Thursday, August 27, 2009

Eden in an Electrolux Box





Like many others, I was doubtful that the curators of Palais de Tokyo, one of Paris' ingenious modern art museums, would ever be able to fill the void per the June displacement of beloved Hotel Everland.
 
Leave it to marketing wizardry...
Sponsored by Electrolux, conceived by installation artist, Laurent Grasso, constructed by architect, Pascal Grasso, and manned by champion chef, Gilles Stassart, call it a hole in one, a pie in the sky if you will... literally.

Nomiya, named after the typique, micro-restaurants of Japan, sits high in the Parisian sky, up on the rooftop of Palais de Tokyo, offering a phenomenal view of an indisputably resplendent metropolitan. Kerplunk.

View aside, une belle experience vous attend...a beautiful, 3 to 4 hour experience at that.
A dazzling demi-sec champagne awaited the arriving guests. Lots of it. As does an adorably sassy maitre de whom chats up his 12 guests and later bestows porcelain spoonfuls of fabulousness upon his intermingling audience.

The aforementioned amuse bouche x 2 : First, diced kiwi in a wasabi glaze, topped by green fish roe, indeed a masterly blend of salt and sweet. Then, a delicate cube of creamy fois gras sitting upon a shaved wedge of a deep purple fig. I got a tad too excited about this one and potentially embarrassed myself before fellow guests. And alas, curse myself for not snapping a shot! It was difficult to maneuver with a handbag, champagne flute and overbearing tummy all working against me. 

Roughly 2 glasses and an hour's worth of good conversation later, the guests were seated around the sleek, white, rectangular table, Stassart all the white appearing entirely peaceful beside his lustrous, stainless steal laboratory. Correct: A one man show, concocted on the spot, served to 12 eager gastro fanatics, 2 with specific dietary needs which were well-minded. Be this perhaps normal to a New Yorker, I assure that is an extreme rarity in le France.

And then it arrived. The most polished plating that I've ever personally witnessed in the land of sardines. A rainbow of beet root and radish carpaccio laid along the equator of the rectangular plate, just beneath the two, finely sliced morsels of sardines, the entire medley drizzled in a wonderfully pungent olive oil. And nestled as a centerpiece, a petit dune of an airy, spice-infused mousse d'aubergine (eggplant) laid beneath a bouquet of bean sprout, adding just the needed crunch. Publics often balk at the thought of sardine swarms but this was nothing of the sort. The fish was wonderfully flaky and had a very delicately salted flavor, not in the least bit intimidating. 

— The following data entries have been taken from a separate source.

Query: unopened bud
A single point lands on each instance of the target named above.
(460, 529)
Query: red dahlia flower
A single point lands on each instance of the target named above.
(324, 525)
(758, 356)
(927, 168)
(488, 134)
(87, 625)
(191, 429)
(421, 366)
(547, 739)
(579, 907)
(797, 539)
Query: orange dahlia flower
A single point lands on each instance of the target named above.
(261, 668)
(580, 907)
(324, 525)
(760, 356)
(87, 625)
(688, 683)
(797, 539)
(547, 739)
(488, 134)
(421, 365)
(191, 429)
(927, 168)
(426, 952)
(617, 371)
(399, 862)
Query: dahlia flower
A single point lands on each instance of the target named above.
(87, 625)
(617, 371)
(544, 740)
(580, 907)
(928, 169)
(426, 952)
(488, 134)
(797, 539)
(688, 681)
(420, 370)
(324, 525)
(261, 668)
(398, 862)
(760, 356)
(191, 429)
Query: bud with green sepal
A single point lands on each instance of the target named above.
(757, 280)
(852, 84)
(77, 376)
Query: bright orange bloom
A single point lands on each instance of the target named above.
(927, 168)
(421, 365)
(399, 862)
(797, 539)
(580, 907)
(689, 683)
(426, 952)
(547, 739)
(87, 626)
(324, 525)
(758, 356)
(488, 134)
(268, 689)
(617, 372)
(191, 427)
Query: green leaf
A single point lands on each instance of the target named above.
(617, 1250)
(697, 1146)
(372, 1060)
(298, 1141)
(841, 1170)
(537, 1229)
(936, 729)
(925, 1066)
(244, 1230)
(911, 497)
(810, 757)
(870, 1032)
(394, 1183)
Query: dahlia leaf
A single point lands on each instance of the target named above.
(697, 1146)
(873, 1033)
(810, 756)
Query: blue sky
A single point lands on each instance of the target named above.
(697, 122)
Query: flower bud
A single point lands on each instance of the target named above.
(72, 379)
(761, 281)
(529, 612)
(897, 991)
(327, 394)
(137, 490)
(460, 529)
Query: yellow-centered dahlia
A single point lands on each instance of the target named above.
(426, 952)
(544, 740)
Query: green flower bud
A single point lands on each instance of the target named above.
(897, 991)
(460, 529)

The main course was delicious as well, though perhaps slightly less successful. Thin carves of a gorgeous, slightly pink lamb, crusted with breadcrumbs and shaved, sun dried tomato, all strewn atop creamed polenta, fragments of sun dried tomato and nectarous buttons of caramelized apricot. The polenta won me: beautifully buttered and creamed but still preserving an excellently grainy texture. As for the lamb, while I agree that it was a fine cut, I just didn't think that there was enough punch in the flavor to hold its own against the polenta, which instead merited a braised skirt steak or something of the sort. I was tempted to ask for salt but refrained, seeing as how I'd already once been modestly chastised for trading in my overly-acidic glass of white for an earthy and delicious red. Oh well.

And dessert: an adorable rondure of panna cotta, garnished with caramelized dices of nectarine and, interestingly enough, fabulously paired with doblets of sweetened, red pepper jus.

After espresso and a last lick of a licorice mashmellow, ever was there a happier dozen?

Joanna Hill, thank you thank you thank you for this unforgettable farewell lunch.